Bachmann will likely continue to lash out at her rivals when they undermine any of the three legs of the conservative stool, as she did against Romney when he refused to sign the Susan B. Anthony List’s anti-abortion pledge. And she will be busy keeping up her reputation for strong fundraising. She raised $13.5 million, more than any other member of the House, during the last election cycle, showing national support. But presidential fundraising can reach heights of $50 million per quarter. (We’ll know more about how well her skills are translating once the latest disclosures come out mid-July.)
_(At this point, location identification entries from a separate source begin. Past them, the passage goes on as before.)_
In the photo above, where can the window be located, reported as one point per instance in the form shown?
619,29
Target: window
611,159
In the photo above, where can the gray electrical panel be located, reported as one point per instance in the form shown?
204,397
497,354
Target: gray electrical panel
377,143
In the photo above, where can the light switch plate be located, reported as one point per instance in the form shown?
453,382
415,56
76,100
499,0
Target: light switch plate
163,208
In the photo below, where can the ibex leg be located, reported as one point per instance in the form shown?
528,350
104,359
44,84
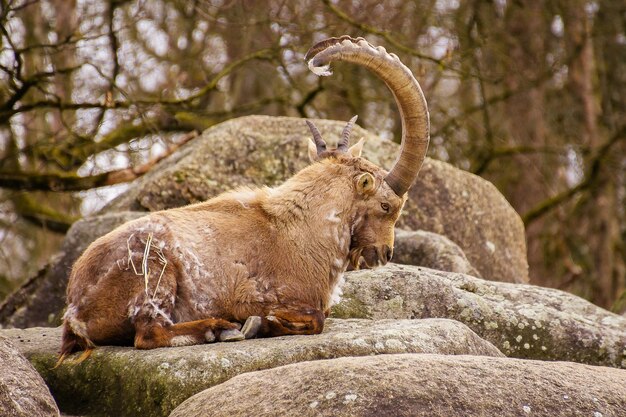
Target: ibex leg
152,334
292,321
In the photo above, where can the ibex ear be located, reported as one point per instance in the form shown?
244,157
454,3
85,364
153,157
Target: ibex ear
356,149
365,183
312,151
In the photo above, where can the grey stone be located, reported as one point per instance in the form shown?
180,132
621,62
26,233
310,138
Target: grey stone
417,385
23,393
123,381
264,150
523,321
431,250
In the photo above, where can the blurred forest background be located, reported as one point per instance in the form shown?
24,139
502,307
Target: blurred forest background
529,95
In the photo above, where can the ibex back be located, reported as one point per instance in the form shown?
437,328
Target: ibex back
271,258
Her campaign will be built around polarizing themes: her crusade against same-sex marriage; her continual suggestions that Obama and his policies are “anti-American”; and her Evangelical faith. Perhaps her greatest weapon is her emotional connection with members of the base, who feel like she is one of them, the heartland foil to the Establishment machine.

This means she speaks the language of Iowa’s social conservatives, a “distinct advantage” Bachmann acknowledged yesterday on Fox News Sunday. “She is excited to make her formal announcement in her home state of Iowa, the place where her values were formed,” spokeswoman Alice Stewart tells TIME, adding that they “plan to spend a great deal of time in Iowa.” Bachmann doesn’t have the deepest résumé, but she has the excitement factor. She’s engaging to watch, a relaxed, colorful speaker who’s the only woman officially in the race. All of which bodes well for getting more attention during this revving-up stage.

But her Fox interview also accentuated that she still needs to prove she has the chops to succeed in states where she lacks a distinct advantage. Discussing her gaffes, Fox News’ Chris Wallace asked Bachmann if she were “a flake.” She countered him with her biography and called the idea “insulting.” Historical flubs aside, the question is worth considering. She was accused of flaking on her district to make her name on the national stage, and forming such close ties with the Tea Party amounts to a certain amount of flaking on the Republican Party. The Tea Party proved a force in the 2010 elections, but it was a liability in places like New Hampshire. Even if Bachmann shines bright in Iowa, it will take much more convincing that she’s a candidate strong enough — and appealing enough — for the entire right to pin their hopes on in 2012.